(DRAFT)

CIS Working Group 3 - CIS Thesaurus and Glossary

Introduction

The first regional meeting of CIS National and Collaborating Centres was held at CIS Headquarters in Geneva, Switzerland, on 17-18 May 2005.

The meeting was held at the request of a number of representatives of CIS Centres in the region, in part because this year's regular CIS Centres meeting is scheduled to be held in Orlando, Florida, and it will be inconvenient for some European Centres representatives to attend it.

There were a number of the outcomes from the meeting see descriptions in both CIS Newsletters June 2005 and July 2005 www.sheilapantry.com/cis

The Future and Priorities

The discussions that followed gave a real opportunity to start and determine what is needed as priorities to create the new CIS Network.

Four Working Groups (WG) were formed as follows with CIS members who volunteered to start the work immediately:

WG 1 on Publicity, Promotion and Communications
Members: Sheila Pantry (UK), Irja Laamanen (Finland), Roman Litvyakov (Russian Federation) and Annick Virot (CIS HQ).
The Draft paper has already being discussed within the WG and CIS members worldwide and is currently being finalised for presentation at the CIS Annual Meeting in September in Orlando.
See Draft report on www.sheilapantry.com/cis/other/wp01.html

WG 2 on the development of the CIS Portal and the use of the CIS Logo on Centres web pages
Members: Katalin Balogh (Hungary), Roman Litvyakov (Russian Federation), Andras Szucs and Begonia Casaneuva (both CIS HQ).
The Draft paper is expected to be discussed with CIS members present at the Geneva meeting them finalised for the CIS Annual Meeting in September 2005 in Orlando.
First draft has been sent for comments to the initial Working Group.

WG 3 on CIS Thesaurus and Glossary
Members: Katalin Balogh (Hungary), Andras Szucs and Gabor Sandi (both CIS HQ). Sheila Pantry (UK)
The Draft paper is herewith and because of timescales is now sent to the WG and with CIS members present at the Geneva meeting. It will then be finalised for presentation at the CIS Annual Meeting in September 2005 in Orlando.

WG 4 on Training and E-Learning
Members: Sheila Pantry (UK), Irja Laamanen (Finland), Roman Litvyakov (Russian Federation) Catherine Blotiere (France), Maria Castriotta (Italy) Boryana Barbukova (Bulgaria) and Annick Virot (CIS HQ).
The Draft paper has already being discussed within the WG and CIS members worldwide and is currently being finalised for presentation at the CIS Annual Meeting in September in Orlando.
See Draft report on www.sheilapantry.com/cis/other/wp04.html


Reason for the Working Group being set up

At the Geneva meeting it was suggested that the CIS thesaurus be updated and its scope enlarged, taking into account similar thesauri published by other sources (e.g. the European Union's European Agency for Safety and Health at Work, the National Occupational Health and Safety Commission (NOHSC) in Australia and any others).

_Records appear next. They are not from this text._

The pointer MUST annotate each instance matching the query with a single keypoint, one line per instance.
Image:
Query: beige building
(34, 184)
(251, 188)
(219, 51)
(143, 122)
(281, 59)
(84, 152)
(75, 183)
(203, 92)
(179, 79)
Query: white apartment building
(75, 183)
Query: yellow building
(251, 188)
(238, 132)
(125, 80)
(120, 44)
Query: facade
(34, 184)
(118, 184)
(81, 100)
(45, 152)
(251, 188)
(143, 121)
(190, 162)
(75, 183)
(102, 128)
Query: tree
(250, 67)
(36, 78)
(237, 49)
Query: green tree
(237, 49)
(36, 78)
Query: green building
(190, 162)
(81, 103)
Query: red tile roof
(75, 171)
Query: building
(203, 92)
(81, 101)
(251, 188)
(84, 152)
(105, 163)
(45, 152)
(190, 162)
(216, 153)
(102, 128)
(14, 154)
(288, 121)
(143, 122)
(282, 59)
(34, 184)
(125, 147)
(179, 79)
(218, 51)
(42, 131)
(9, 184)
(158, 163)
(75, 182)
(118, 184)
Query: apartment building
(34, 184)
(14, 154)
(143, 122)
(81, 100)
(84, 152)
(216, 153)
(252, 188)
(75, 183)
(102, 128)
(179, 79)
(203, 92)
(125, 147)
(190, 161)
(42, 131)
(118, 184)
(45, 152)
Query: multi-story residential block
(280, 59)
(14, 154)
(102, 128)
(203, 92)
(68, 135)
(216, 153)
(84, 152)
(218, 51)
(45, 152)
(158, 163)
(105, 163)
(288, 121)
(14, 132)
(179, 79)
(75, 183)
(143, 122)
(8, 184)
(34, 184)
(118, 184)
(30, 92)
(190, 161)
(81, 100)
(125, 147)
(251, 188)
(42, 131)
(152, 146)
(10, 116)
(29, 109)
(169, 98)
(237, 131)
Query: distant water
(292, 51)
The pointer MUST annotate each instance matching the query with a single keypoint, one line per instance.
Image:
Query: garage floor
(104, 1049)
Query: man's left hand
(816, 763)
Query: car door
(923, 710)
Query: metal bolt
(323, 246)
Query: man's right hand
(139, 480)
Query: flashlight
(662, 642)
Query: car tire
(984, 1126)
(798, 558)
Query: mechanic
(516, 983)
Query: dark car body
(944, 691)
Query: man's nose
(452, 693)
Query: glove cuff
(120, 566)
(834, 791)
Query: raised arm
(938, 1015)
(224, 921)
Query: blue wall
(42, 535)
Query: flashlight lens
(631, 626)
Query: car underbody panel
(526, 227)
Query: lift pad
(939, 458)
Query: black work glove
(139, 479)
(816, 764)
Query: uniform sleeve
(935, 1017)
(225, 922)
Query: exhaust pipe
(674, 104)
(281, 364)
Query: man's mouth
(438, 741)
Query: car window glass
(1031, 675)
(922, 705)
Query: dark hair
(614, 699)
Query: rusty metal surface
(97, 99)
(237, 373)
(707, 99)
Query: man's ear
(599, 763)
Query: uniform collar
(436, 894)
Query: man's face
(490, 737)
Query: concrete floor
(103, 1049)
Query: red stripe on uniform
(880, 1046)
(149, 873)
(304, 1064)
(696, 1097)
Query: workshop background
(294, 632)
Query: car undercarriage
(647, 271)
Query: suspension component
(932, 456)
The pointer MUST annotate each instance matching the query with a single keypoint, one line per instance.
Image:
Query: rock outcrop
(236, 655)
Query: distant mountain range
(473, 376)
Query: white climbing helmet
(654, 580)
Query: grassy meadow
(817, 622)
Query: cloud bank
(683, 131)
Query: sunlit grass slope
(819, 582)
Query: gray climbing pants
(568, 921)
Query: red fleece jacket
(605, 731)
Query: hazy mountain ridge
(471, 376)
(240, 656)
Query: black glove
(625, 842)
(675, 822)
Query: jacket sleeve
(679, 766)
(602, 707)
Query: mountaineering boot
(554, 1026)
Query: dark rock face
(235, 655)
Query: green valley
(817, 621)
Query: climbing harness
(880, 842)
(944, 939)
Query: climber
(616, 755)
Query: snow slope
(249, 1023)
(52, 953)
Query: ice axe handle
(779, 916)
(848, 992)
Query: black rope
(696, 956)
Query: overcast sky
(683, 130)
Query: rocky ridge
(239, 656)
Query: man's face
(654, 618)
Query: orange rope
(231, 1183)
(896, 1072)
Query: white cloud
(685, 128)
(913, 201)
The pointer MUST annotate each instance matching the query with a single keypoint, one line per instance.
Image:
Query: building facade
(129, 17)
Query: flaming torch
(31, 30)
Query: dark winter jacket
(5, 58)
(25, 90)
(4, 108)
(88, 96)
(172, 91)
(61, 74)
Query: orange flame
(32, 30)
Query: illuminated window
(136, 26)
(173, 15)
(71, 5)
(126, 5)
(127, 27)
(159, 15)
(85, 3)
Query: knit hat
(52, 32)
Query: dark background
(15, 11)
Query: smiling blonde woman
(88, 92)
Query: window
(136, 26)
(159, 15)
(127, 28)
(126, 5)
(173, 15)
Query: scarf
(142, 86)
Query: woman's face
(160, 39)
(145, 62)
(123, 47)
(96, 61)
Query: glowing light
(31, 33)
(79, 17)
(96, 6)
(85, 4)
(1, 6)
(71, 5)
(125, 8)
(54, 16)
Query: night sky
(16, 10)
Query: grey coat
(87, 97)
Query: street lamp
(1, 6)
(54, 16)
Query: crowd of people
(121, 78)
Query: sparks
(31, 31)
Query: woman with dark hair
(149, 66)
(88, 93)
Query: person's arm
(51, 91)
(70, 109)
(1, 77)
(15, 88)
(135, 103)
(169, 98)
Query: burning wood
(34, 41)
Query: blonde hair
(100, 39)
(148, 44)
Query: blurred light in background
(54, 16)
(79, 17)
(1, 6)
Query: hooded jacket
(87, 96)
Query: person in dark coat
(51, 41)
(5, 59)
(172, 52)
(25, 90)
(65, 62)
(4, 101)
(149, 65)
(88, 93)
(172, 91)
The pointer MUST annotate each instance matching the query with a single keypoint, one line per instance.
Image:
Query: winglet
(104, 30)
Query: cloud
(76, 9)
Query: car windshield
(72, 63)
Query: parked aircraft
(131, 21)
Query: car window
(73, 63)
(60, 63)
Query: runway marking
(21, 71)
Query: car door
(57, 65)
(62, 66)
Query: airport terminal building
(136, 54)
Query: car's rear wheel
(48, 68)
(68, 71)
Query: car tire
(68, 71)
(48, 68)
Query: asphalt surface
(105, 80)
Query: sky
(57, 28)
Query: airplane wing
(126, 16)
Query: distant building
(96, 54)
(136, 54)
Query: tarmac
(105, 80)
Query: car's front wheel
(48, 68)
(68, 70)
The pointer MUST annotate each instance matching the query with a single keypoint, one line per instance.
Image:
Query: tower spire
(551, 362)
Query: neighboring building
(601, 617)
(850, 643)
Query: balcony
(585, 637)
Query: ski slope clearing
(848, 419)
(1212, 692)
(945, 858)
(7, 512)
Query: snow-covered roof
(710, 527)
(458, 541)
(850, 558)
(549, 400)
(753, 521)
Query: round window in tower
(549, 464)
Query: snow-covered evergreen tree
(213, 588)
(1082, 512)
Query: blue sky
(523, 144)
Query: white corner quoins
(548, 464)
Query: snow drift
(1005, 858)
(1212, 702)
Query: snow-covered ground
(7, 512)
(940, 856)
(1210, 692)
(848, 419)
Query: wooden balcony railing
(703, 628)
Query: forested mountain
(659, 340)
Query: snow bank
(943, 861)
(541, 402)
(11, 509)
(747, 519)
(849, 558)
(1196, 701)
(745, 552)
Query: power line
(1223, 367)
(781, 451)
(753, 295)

Which thesauri are available and current state of each one

The following is a brief description of current state of known Occupational Health and Safety (OSH) thesauri. If others are known to CIS members please will they send details to Gabor Sandi and also Sheila Pantry see below for contact details.


CIS thesaurus

The CIS Thesaurus is the trilingual (English, French, Spanish) source of terms used to index the CIS bulletin and database. It can also supply "meta" tags for indexing Web pages, and its system of facet codes has been used to organize occupational safety and health libraries and information centres.

The terms are organized hierarchically according to their specificity. Each term is associated with a facet code, which is a combination of letters or numbers that indicates the place of the term in the hierarchy.

The CIS Thesaurus represents a slight variation from the "classic" thesaurus paradigm: because terms and their facets are not generally added to the thesaurus unless they have been used to index a document, it may happen that there is no generic term covering one or more terms at a particular level in the thesaurus, although there may be an even broader term further up the hierarchy.

The Thesaurus is maintained as a database at CIS.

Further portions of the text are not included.